The Factorial Structure of Written Hebrew and its Application to AES

 

Anat Ben-Simon & Yael Safran

 

- Abstract -

In 2000, NITE launched the Hebrew Language Project (HLP), the goal of which is to develop computational tools for the analysis and evaluation of Hebrew texts. The present paper summarizes the initial development, analysis and organization of machine-generated statistical and NLP text features and mapping of the underlying structure of written Hebrew through analysis of the structure of these features. To this end, the paper reports the results of two successive studies.

The purpose of the first study was to examine the characteristics of 133 machine-generated quantified features, to identify the ones most relevant to text difficulty and writing quality and to combine them into empirically based and theoretically meaningful linguistic categories. The study also examined the effect of the text-feature clustering model on the accuracy of the automated score. To attain these goals, a three-stage analysis was carried out using two text corpora and two essay corpora.

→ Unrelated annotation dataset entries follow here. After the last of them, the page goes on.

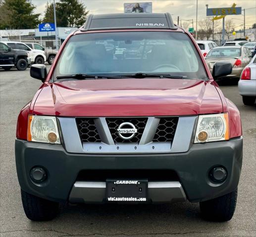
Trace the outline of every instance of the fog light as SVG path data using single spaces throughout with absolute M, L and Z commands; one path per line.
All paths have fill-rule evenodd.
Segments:
M 47 173 L 43 168 L 35 167 L 30 170 L 30 178 L 36 183 L 41 183 L 47 178 Z
M 202 131 L 198 134 L 198 138 L 201 142 L 205 142 L 208 138 L 208 133 L 205 131 Z
M 47 136 L 47 138 L 48 139 L 48 141 L 51 143 L 54 143 L 57 141 L 57 135 L 56 133 L 53 132 L 50 132 L 48 133 Z
M 227 178 L 227 173 L 224 167 L 216 166 L 210 170 L 209 175 L 213 181 L 221 183 Z

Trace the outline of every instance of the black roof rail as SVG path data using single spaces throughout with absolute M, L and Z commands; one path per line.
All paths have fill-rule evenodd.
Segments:
M 137 29 L 177 30 L 171 14 L 112 13 L 88 15 L 82 31 Z

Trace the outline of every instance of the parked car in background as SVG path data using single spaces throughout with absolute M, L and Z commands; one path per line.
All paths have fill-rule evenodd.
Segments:
M 247 47 L 250 50 L 253 55 L 254 56 L 255 50 L 256 47 L 256 42 L 249 42 L 244 44 L 244 46 Z
M 248 42 L 246 40 L 234 40 L 226 42 L 223 46 L 242 46 Z
M 245 68 L 238 82 L 239 94 L 246 105 L 253 105 L 256 99 L 256 54 Z
M 197 42 L 204 57 L 212 48 L 218 46 L 214 42 L 211 40 L 197 40 Z
M 46 61 L 46 54 L 45 52 L 42 50 L 32 49 L 21 42 L 7 41 L 5 43 L 13 49 L 21 49 L 26 51 L 28 53 L 29 57 L 31 58 L 31 63 L 44 64 Z
M 24 50 L 12 49 L 6 43 L 0 42 L 0 67 L 5 71 L 15 67 L 19 71 L 25 70 L 31 60 Z
M 205 60 L 212 73 L 213 66 L 216 62 L 228 61 L 233 66 L 232 72 L 225 77 L 239 79 L 243 69 L 252 59 L 252 53 L 244 46 L 221 46 L 212 48 L 206 55 Z
M 44 51 L 46 54 L 46 61 L 47 61 L 48 63 L 50 65 L 51 65 L 53 63 L 55 56 L 58 52 L 57 50 L 54 49 L 46 49 L 43 46 L 38 43 L 26 42 L 25 43 L 33 49 L 39 49 L 40 50 Z

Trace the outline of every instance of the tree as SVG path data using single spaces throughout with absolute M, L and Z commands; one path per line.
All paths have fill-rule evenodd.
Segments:
M 234 27 L 235 24 L 232 20 L 225 20 L 225 33 L 228 38 L 228 40 L 229 39 L 232 32 L 235 30 Z
M 202 33 L 204 32 L 205 37 L 208 40 L 212 34 L 212 18 L 206 18 L 198 22 L 198 25 L 202 30 Z
M 57 25 L 59 27 L 80 27 L 86 20 L 89 11 L 78 0 L 60 0 L 55 4 Z M 44 22 L 53 22 L 53 5 L 46 5 Z
M 0 4 L 0 29 L 33 29 L 40 22 L 36 7 L 26 0 L 2 0 Z

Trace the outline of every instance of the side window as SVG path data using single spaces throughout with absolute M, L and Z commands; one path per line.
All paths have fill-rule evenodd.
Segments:
M 248 52 L 248 55 L 249 55 L 249 57 L 252 57 L 252 52 L 251 52 L 251 51 L 250 50 L 250 49 L 248 48 L 246 48 L 246 50 L 247 50 L 247 52 Z
M 11 48 L 16 49 L 15 44 L 14 43 L 7 43 L 7 45 L 10 46 Z
M 22 43 L 16 43 L 17 49 L 22 49 L 23 50 L 29 51 L 29 48 Z
M 6 52 L 8 51 L 8 46 L 2 43 L 0 43 L 0 51 Z
M 35 47 L 35 49 L 39 49 L 40 50 L 44 50 L 44 48 L 39 44 L 38 44 L 37 43 L 35 43 L 34 44 L 34 46 Z
M 249 57 L 248 52 L 247 52 L 247 50 L 246 50 L 246 47 L 244 48 L 244 52 L 245 53 L 245 56 L 247 58 L 248 58 Z

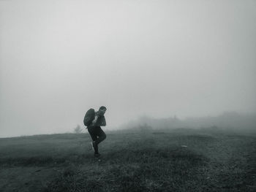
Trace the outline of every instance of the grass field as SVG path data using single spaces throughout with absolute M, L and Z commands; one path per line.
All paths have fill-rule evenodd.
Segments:
M 0 139 L 1 191 L 256 191 L 256 135 L 216 129 Z M 187 145 L 187 147 L 181 147 Z

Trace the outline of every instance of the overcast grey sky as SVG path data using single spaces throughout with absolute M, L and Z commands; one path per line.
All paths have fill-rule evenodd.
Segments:
M 256 1 L 0 1 L 0 137 L 256 111 Z

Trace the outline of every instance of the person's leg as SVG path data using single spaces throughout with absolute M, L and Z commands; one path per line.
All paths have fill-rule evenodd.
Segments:
M 97 127 L 94 126 L 89 126 L 87 128 L 88 132 L 89 132 L 90 136 L 92 139 L 92 147 L 94 149 L 94 153 L 98 154 L 98 145 L 96 144 L 96 141 L 97 140 Z
M 95 143 L 98 145 L 103 140 L 105 140 L 107 137 L 106 134 L 103 131 L 103 130 L 99 126 L 97 127 L 97 136 L 98 136 L 97 139 L 95 141 Z

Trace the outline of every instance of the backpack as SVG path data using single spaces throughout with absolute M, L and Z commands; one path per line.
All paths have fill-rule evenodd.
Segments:
M 83 118 L 83 124 L 89 126 L 95 118 L 95 111 L 94 109 L 89 110 Z

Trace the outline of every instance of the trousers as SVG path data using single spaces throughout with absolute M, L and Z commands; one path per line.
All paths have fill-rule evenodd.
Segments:
M 98 145 L 106 139 L 107 136 L 100 126 L 89 126 L 87 127 L 91 139 L 95 142 L 97 147 L 95 147 L 95 153 L 99 153 Z

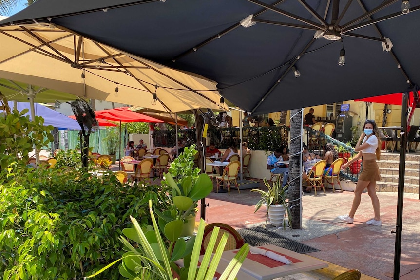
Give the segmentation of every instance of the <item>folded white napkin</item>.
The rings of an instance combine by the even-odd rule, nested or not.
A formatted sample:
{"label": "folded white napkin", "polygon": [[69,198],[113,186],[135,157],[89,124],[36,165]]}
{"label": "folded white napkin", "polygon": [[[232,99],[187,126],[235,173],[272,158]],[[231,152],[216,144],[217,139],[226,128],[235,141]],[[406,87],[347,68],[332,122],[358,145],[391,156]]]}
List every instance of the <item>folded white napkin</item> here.
{"label": "folded white napkin", "polygon": [[293,264],[293,262],[285,257],[284,256],[282,256],[281,255],[279,255],[278,254],[276,254],[274,252],[271,252],[271,251],[267,251],[266,250],[264,250],[264,249],[261,249],[261,248],[258,248],[257,247],[251,247],[249,249],[249,251],[251,252],[251,254],[259,254],[260,255],[262,255],[263,256],[265,256],[270,259],[272,259],[275,261],[280,261],[280,262],[283,262],[283,263],[285,263],[286,264]]}

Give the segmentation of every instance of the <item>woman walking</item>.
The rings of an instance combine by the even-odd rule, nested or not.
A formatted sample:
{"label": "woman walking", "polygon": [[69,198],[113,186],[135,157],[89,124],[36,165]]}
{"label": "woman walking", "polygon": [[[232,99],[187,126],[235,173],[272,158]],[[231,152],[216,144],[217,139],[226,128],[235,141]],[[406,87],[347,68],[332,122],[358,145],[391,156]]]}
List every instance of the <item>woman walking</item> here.
{"label": "woman walking", "polygon": [[381,155],[381,143],[378,138],[379,131],[375,121],[372,120],[367,120],[363,127],[364,133],[360,135],[354,148],[354,150],[358,151],[359,153],[341,168],[344,170],[352,163],[363,156],[363,170],[359,176],[357,186],[354,191],[354,198],[353,199],[351,209],[348,214],[339,216],[338,218],[345,223],[353,224],[354,214],[360,204],[362,193],[365,188],[367,188],[367,193],[372,200],[375,216],[366,223],[371,225],[381,226],[382,222],[379,213],[379,199],[376,195],[375,189],[376,181],[381,180],[379,168],[376,163],[376,160],[379,160]]}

The second study focuses on analysis of the factorial structure of writing ability and the validation of machine-generated text features used for its prediction. A factor analysis applied to the selected AES features using five essay-corpora, revealed three AES dimensions: lexical complexity (fluency), topical analysis (content) and vocabulary. However, the AES dimensions failed to align with raters' scores on compatible or close dimensions.